Reputation: 371
I have a dataframe in which I'd like to subset a column to only contain strings that match multiple strings in a different column. Here's some mock data:
df1 <- data.frame(species = c("Rufl","Rufl","Soca","Assp","Assp","Elre"),
state = c("warmed","ambient","warmed","warmed","ambient","ambient"))

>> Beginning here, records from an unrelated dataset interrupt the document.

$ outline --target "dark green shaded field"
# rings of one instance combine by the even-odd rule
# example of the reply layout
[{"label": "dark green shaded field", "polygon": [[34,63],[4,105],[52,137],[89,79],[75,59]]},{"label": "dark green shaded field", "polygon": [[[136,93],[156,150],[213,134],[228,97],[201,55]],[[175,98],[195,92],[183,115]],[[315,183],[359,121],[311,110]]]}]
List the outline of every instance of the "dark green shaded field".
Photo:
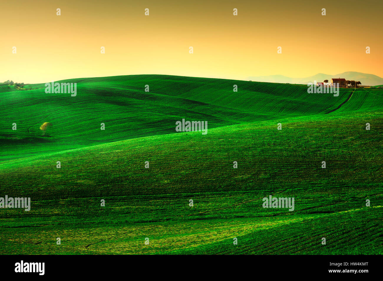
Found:
[{"label": "dark green shaded field", "polygon": [[[32,201],[29,212],[0,209],[0,253],[382,253],[383,91],[357,89],[326,114],[353,90],[161,75],[66,82],[80,80],[76,97],[43,84],[0,93],[0,197]],[[183,118],[208,121],[208,134],[176,133]],[[43,137],[44,122],[54,127]],[[294,197],[295,210],[262,208],[269,195]]]}]

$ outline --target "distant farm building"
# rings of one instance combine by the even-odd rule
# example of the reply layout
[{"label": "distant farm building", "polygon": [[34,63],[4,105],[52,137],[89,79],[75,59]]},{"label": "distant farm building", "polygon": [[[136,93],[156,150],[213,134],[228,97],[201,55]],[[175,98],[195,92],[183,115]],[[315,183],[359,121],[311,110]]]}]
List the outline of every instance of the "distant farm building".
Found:
[{"label": "distant farm building", "polygon": [[346,87],[346,80],[344,78],[333,78],[331,79],[331,86],[336,86],[337,83],[339,83],[339,87]]}]

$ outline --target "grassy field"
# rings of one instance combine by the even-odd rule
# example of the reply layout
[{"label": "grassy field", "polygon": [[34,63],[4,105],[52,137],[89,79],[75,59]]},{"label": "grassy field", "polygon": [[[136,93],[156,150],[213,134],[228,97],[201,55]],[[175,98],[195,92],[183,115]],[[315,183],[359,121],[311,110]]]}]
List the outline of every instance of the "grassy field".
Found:
[{"label": "grassy field", "polygon": [[[0,208],[0,253],[382,253],[383,89],[58,82],[77,83],[77,96],[0,85],[0,197],[32,201]],[[208,133],[177,133],[182,119]],[[295,210],[263,208],[270,195]]]}]

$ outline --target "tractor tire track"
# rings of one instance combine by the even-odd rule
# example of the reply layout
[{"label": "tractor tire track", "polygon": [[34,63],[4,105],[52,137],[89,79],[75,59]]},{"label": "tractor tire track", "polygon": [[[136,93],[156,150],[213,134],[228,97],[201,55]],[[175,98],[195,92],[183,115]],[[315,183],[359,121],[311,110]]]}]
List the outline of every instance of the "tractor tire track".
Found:
[{"label": "tractor tire track", "polygon": [[328,112],[327,112],[326,113],[325,113],[324,114],[328,114],[329,113],[331,113],[332,112],[334,112],[336,110],[337,110],[339,109],[340,109],[340,108],[341,106],[342,106],[342,105],[343,105],[345,103],[346,103],[346,102],[348,102],[349,101],[349,100],[351,98],[351,96],[352,96],[352,94],[354,93],[354,90],[353,90],[351,92],[351,93],[350,94],[350,95],[349,96],[349,97],[347,97],[345,101],[343,102],[342,102],[339,106],[338,106],[335,109],[333,109],[332,110],[331,110],[329,111]]}]

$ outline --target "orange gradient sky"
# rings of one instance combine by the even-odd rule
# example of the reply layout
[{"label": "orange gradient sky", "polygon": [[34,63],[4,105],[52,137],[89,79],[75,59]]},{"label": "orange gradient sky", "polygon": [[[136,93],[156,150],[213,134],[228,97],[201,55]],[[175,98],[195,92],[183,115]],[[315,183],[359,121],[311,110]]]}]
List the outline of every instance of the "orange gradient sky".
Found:
[{"label": "orange gradient sky", "polygon": [[377,0],[9,1],[0,18],[0,81],[346,71],[383,77],[382,8]]}]

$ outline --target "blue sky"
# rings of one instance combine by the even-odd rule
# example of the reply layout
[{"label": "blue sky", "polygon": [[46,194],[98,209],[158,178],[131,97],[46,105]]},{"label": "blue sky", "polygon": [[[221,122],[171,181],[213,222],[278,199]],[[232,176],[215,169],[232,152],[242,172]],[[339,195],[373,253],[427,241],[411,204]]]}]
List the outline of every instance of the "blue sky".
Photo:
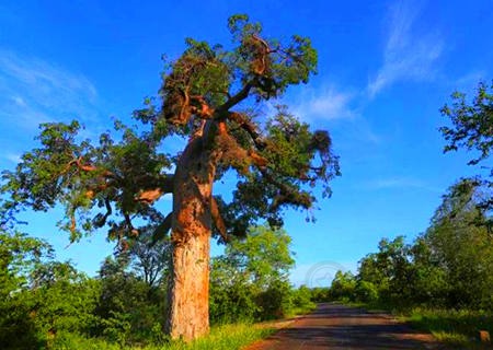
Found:
[{"label": "blue sky", "polygon": [[[492,79],[490,0],[4,1],[0,168],[35,145],[39,122],[77,118],[95,137],[112,116],[128,120],[159,89],[161,55],[177,57],[185,37],[229,43],[233,13],[261,21],[267,36],[309,36],[319,51],[319,74],[282,102],[330,130],[343,176],[319,201],[317,223],[286,213],[293,282],[324,284],[336,269],[354,270],[381,237],[423,232],[446,189],[474,173],[467,154],[442,153],[437,128],[447,120],[438,109],[452,91]],[[113,245],[102,233],[68,246],[55,226],[60,215],[26,213],[23,230],[95,273]]]}]

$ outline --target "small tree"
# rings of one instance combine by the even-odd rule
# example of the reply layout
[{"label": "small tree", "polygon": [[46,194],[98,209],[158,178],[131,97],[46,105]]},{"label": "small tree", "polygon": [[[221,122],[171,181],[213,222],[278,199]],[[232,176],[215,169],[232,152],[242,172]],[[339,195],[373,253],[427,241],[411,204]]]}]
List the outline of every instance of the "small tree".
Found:
[{"label": "small tree", "polygon": [[[208,331],[213,233],[227,241],[259,219],[282,225],[284,208],[312,209],[310,188],[322,183],[322,194],[330,195],[329,180],[339,175],[326,131],[311,131],[285,107],[272,117],[259,116],[263,103],[316,72],[310,40],[265,38],[246,15],[230,18],[228,26],[230,49],[186,39],[182,56],[167,65],[159,98],[147,98],[134,114],[142,131],[117,122],[121,141],[103,133],[92,144],[79,140],[77,121],[45,124],[42,147],[4,173],[2,190],[11,199],[0,223],[22,207],[47,210],[61,203],[67,214],[60,226],[72,240],[107,226],[110,237],[125,245],[139,234],[137,218],[156,224],[156,238],[171,229],[167,330],[173,338]],[[186,139],[182,152],[162,152],[171,137]],[[227,203],[213,196],[213,187],[230,171],[239,180]],[[154,207],[164,194],[173,195],[168,214]]]},{"label": "small tree", "polygon": [[[444,152],[466,149],[474,152],[468,165],[481,163],[482,168],[490,171],[488,177],[478,177],[475,182],[490,188],[490,192],[483,196],[479,206],[483,209],[493,209],[493,167],[485,162],[493,151],[493,81],[491,84],[480,82],[474,97],[469,102],[465,93],[455,92],[451,103],[440,108],[443,116],[450,119],[450,126],[444,126],[439,130],[447,144]],[[460,189],[459,186],[456,189]],[[483,194],[484,195],[484,194]],[[490,222],[491,224],[491,222]]]}]

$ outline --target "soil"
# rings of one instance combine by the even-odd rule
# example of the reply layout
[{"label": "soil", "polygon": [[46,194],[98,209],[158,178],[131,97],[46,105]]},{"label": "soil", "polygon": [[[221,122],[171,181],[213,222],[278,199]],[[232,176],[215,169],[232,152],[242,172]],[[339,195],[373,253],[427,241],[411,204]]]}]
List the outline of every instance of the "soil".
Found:
[{"label": "soil", "polygon": [[317,310],[245,350],[445,349],[432,335],[413,330],[386,314],[337,304]]}]

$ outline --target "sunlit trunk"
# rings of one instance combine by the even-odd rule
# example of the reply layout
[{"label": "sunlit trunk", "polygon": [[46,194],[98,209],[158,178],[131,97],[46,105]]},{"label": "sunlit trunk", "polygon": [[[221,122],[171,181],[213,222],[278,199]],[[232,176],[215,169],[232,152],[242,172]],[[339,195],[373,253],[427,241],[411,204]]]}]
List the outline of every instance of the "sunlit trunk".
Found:
[{"label": "sunlit trunk", "polygon": [[209,330],[210,196],[215,154],[200,139],[185,149],[176,167],[173,192],[173,267],[167,332],[192,340]]}]

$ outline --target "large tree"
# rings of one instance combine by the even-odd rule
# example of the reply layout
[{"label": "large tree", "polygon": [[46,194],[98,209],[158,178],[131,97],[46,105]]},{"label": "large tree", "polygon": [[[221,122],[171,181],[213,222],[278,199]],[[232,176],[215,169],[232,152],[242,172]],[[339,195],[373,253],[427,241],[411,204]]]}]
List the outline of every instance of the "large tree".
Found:
[{"label": "large tree", "polygon": [[[121,139],[103,133],[93,144],[80,140],[77,121],[44,124],[41,147],[4,173],[3,191],[11,196],[3,225],[24,207],[61,203],[67,214],[60,226],[72,240],[107,226],[125,246],[138,236],[137,223],[154,224],[156,240],[171,230],[167,331],[173,338],[208,331],[211,235],[227,241],[259,219],[279,226],[285,208],[310,210],[312,188],[321,183],[330,195],[329,180],[339,175],[326,131],[310,130],[285,107],[262,115],[266,101],[316,72],[310,40],[266,38],[246,15],[231,16],[228,26],[228,48],[186,39],[182,56],[167,63],[157,98],[135,112],[140,129],[116,122]],[[186,139],[183,151],[165,153],[175,137]],[[213,196],[214,184],[233,172],[231,200]],[[173,196],[168,214],[156,208],[164,194]]]}]

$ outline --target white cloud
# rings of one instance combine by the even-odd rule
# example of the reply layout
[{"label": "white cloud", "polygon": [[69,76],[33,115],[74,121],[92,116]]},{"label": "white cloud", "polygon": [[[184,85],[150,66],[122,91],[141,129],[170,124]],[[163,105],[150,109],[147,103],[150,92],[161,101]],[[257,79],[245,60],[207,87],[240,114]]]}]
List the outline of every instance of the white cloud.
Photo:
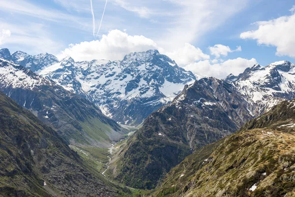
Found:
[{"label": "white cloud", "polygon": [[[89,7],[90,7],[90,3]],[[90,30],[92,25],[86,19],[63,13],[60,10],[43,8],[25,0],[1,0],[0,10],[9,14],[17,14],[59,23],[81,30]]]},{"label": "white cloud", "polygon": [[209,50],[211,55],[215,56],[216,58],[219,58],[220,55],[227,56],[228,53],[232,53],[235,51],[241,51],[242,48],[238,46],[235,50],[232,50],[228,46],[223,45],[222,44],[215,44],[214,46],[209,47]]},{"label": "white cloud", "polygon": [[[250,0],[166,0],[174,7],[166,28],[154,39],[163,47],[177,49],[195,43],[246,8]],[[173,41],[171,41],[173,40]]]},{"label": "white cloud", "polygon": [[9,30],[0,30],[0,45],[2,44],[11,34],[11,33]]},{"label": "white cloud", "polygon": [[[295,11],[293,6],[291,11]],[[276,47],[278,56],[295,57],[295,13],[267,21],[258,21],[256,30],[242,33],[242,39],[253,39],[259,45]]]},{"label": "white cloud", "polygon": [[76,61],[93,59],[117,60],[126,54],[134,52],[157,48],[151,39],[142,35],[129,35],[118,30],[103,35],[100,40],[71,44],[58,55],[59,58],[71,56]]},{"label": "white cloud", "polygon": [[155,12],[151,9],[144,6],[134,6],[123,0],[114,0],[114,2],[115,4],[120,6],[125,10],[137,13],[142,18],[149,18],[151,15],[155,14]]},{"label": "white cloud", "polygon": [[184,68],[202,76],[223,79],[231,73],[237,75],[257,63],[256,60],[254,58],[247,60],[238,58],[213,64],[210,64],[209,60],[206,60],[187,65]]},{"label": "white cloud", "polygon": [[[54,53],[64,47],[60,43],[50,38],[51,35],[45,29],[43,24],[34,23],[12,24],[0,19],[0,27],[9,30],[10,33],[7,31],[4,31],[6,36],[4,36],[5,38],[2,42],[3,47],[9,46],[10,50],[13,48],[23,50],[23,49],[26,48],[28,49],[26,52],[31,54]],[[0,40],[1,38],[0,38]],[[14,48],[16,46],[17,47]]]},{"label": "white cloud", "polygon": [[200,48],[196,48],[189,43],[185,43],[184,47],[173,52],[167,52],[161,49],[159,51],[175,60],[180,66],[210,58],[209,55],[204,54]]},{"label": "white cloud", "polygon": [[290,9],[290,10],[289,11],[291,11],[291,12],[295,12],[295,5],[293,5],[292,6],[292,8],[291,9]]}]

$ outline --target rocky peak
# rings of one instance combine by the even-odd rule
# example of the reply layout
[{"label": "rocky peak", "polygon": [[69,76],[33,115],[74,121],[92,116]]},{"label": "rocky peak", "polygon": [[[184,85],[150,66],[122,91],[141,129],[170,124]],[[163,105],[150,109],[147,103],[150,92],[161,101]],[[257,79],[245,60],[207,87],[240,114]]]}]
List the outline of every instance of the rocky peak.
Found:
[{"label": "rocky peak", "polygon": [[11,60],[11,55],[8,49],[4,48],[0,49],[0,58],[8,61]]},{"label": "rocky peak", "polygon": [[269,66],[275,66],[278,70],[284,72],[289,72],[295,67],[294,64],[286,61],[276,62],[270,64]]}]

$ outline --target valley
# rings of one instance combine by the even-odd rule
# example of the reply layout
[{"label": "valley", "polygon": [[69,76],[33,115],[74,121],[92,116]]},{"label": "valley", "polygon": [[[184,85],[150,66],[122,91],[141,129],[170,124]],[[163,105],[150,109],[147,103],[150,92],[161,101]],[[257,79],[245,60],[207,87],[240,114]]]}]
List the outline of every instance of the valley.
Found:
[{"label": "valley", "polygon": [[[207,194],[207,196],[222,196],[225,194],[230,194],[229,196],[251,196],[258,192],[276,195],[293,192],[289,188],[286,189],[285,183],[277,185],[285,189],[275,191],[269,184],[257,181],[257,177],[268,177],[270,170],[274,170],[277,177],[287,176],[280,171],[282,165],[280,161],[278,164],[271,164],[270,169],[249,167],[270,165],[269,162],[275,162],[281,158],[282,150],[292,147],[284,145],[285,142],[292,143],[290,141],[293,134],[292,127],[290,126],[291,129],[288,131],[284,127],[292,125],[289,120],[275,129],[267,123],[270,120],[280,123],[280,119],[284,117],[279,116],[276,119],[273,114],[267,115],[273,113],[275,107],[280,107],[280,110],[285,112],[283,114],[293,114],[288,109],[282,109],[283,104],[280,104],[291,100],[295,96],[295,79],[292,77],[295,73],[295,66],[289,62],[275,62],[266,66],[255,65],[237,76],[230,75],[224,79],[211,77],[196,80],[192,73],[173,65],[175,63],[172,60],[155,50],[132,53],[117,63],[95,61],[91,64],[85,62],[84,64],[76,63],[70,58],[58,61],[48,54],[32,56],[17,52],[10,55],[7,50],[1,49],[0,55],[2,58],[0,59],[1,91],[56,131],[68,148],[75,153],[81,167],[95,175],[103,184],[117,188],[117,194],[110,193],[110,196],[188,197],[201,196],[201,194]],[[23,60],[18,62],[20,59]],[[103,62],[106,65],[99,65]],[[18,65],[18,63],[28,68],[30,68],[28,65],[33,65],[33,63],[32,67],[34,68],[29,70]],[[45,63],[48,64],[40,65]],[[130,68],[124,66],[126,64],[128,66],[133,65],[140,69],[133,73],[131,70],[127,71],[124,69]],[[121,69],[114,69],[115,66]],[[90,72],[90,74],[88,70],[96,66],[101,70],[96,70],[95,73],[102,72],[103,74],[96,76],[96,79],[99,80],[95,83],[100,83],[98,81],[100,81],[101,77],[111,77],[108,82],[109,88],[105,83],[103,86],[93,86],[93,90],[96,90],[94,92],[86,91],[89,87],[86,88],[86,84],[83,83],[94,81],[91,78],[95,75],[94,71]],[[110,70],[112,70],[112,74],[106,77],[110,74]],[[86,81],[81,81],[82,74],[79,72],[84,73],[83,76],[94,75],[87,77]],[[173,74],[174,78],[156,77],[155,73],[159,72],[164,72],[165,76],[167,76],[166,72],[169,72],[170,76]],[[141,73],[142,77],[150,76],[151,78],[145,78],[144,80],[151,83],[138,83],[142,79],[136,81],[134,78],[117,79],[124,74],[139,77],[140,75],[137,75],[139,73]],[[114,76],[116,77],[113,77]],[[117,84],[117,80],[123,82]],[[173,84],[166,87],[167,80],[174,81],[171,82]],[[126,90],[131,84],[131,89]],[[114,86],[116,84],[119,84],[118,89],[116,92],[112,92],[115,89],[111,92],[115,94],[109,93],[105,95],[106,97],[101,94],[95,97],[98,97],[96,92],[98,90],[105,94],[110,87],[116,87]],[[177,86],[177,88],[174,88]],[[148,87],[149,90],[152,88],[153,92],[148,92]],[[122,89],[125,89],[123,97],[122,92],[118,93]],[[172,95],[167,94],[168,89],[176,92]],[[147,93],[149,93],[146,95]],[[134,108],[128,112],[129,109],[121,111],[118,109],[110,113],[109,109],[114,108],[114,106],[109,105],[110,108],[106,110],[98,101],[97,98],[104,98],[100,100],[105,99],[110,103],[109,98],[117,99],[115,96],[117,94],[123,98],[117,100],[117,104],[125,109],[131,106]],[[134,100],[135,98],[138,100]],[[153,101],[149,102],[146,99]],[[155,104],[158,103],[159,100],[165,101],[160,105]],[[111,103],[114,103],[113,101]],[[149,105],[143,108],[141,105],[147,103]],[[149,109],[147,111],[145,107]],[[143,112],[145,114],[143,115]],[[122,114],[126,115],[118,118],[118,116]],[[261,123],[255,122],[260,119],[265,120],[266,116],[271,118],[267,118]],[[292,119],[293,116],[288,118]],[[137,120],[132,122],[132,120]],[[273,122],[271,124],[276,123]],[[251,124],[255,126],[249,126]],[[256,127],[261,127],[261,124],[263,130],[261,131]],[[281,127],[280,130],[284,131],[280,132],[277,130]],[[281,139],[284,143],[282,143]],[[271,147],[263,154],[269,154],[269,157],[264,156],[257,159],[251,156],[262,146]],[[238,147],[240,149],[236,150]],[[240,158],[236,157],[240,153],[235,151],[242,153]],[[293,154],[292,150],[288,151],[290,152],[286,158]],[[244,158],[246,156],[249,159]],[[227,160],[219,160],[220,158],[227,158]],[[281,159],[287,159],[284,158]],[[291,167],[292,161],[288,160],[288,167],[285,168]],[[240,165],[243,166],[241,164],[245,161],[251,164],[239,168]],[[221,163],[223,165],[220,165]],[[223,169],[228,163],[228,169]],[[237,165],[238,163],[241,164]],[[210,168],[215,171],[207,172],[209,168],[205,167],[206,165],[211,165]],[[235,167],[242,172],[241,175],[237,174],[237,171],[229,171]],[[257,171],[262,171],[263,174],[253,177],[257,176]],[[247,175],[244,176],[244,174]],[[56,180],[54,176],[50,176],[44,180],[47,192],[53,189],[50,186],[52,183],[61,183]],[[212,178],[206,180],[205,176]],[[224,182],[234,177],[238,177],[241,182]],[[212,187],[203,183],[210,179],[214,183],[210,183]],[[275,179],[271,180],[277,180]],[[236,180],[236,178],[233,179]],[[291,184],[289,181],[285,181],[286,184]],[[231,183],[232,187],[225,185],[228,183]],[[55,190],[63,190],[63,192],[65,192],[64,189],[57,188]],[[69,191],[66,193],[72,194]]]}]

I'd like have a dataframe with only species that match both the "warmed" and "ambient" states, removing species that only match one string, so the final dataframe would have "Rufl" and "Assp" with their given states, as shown below
species state
Rufl warmed
Rufl ambient
Assp warmed
Assp ambient
I've tried a few different attempts at this, both with the subset function and dplyr, but can't figure out the right way to get this to work. Here's my failed attempts:
df2 <- subset(df1$species, state == "warmed" & state == "ambient")
# or this?
df2 <- df1 %>%
group_by(species) %>%
filter(state == "warmed",
state == "ambient")
Thanks for the help!
Using R version 4.0.2, Mac OS X 10.13.6
Upvotes: 2
Views: 752
Reputation: 101343
Another base R option using ave
subset(
df1,
ave(state, species, FUN = function(x) sum(c("warmed", "ambient") %in% x)) == 2
)
gives
species state
1 Rufl warmed
2 Rufl ambient
4 Assp warmed
5 Assp ambient
Upvotes: 0
Reputation: 887118
We need a group by all
library(dplyr)
df1 %>%
group_by(species) %>%
filter(all(c('warmed', 'ambient') %in% state)) %>%
ungroup
-output
# A tibble: 4 x 2
# species state
# <chr> <chr>
#1 Rufl warmed
#2 Rufl ambient
#3 Assp warmed
#4 Assp ambient
The &
operation doesn't work as the elements are not present in the same location
Or using subset
subset(df1, species %in% names(which(rowSums(table(df1) > 0) == 2)))
Upvotes: 1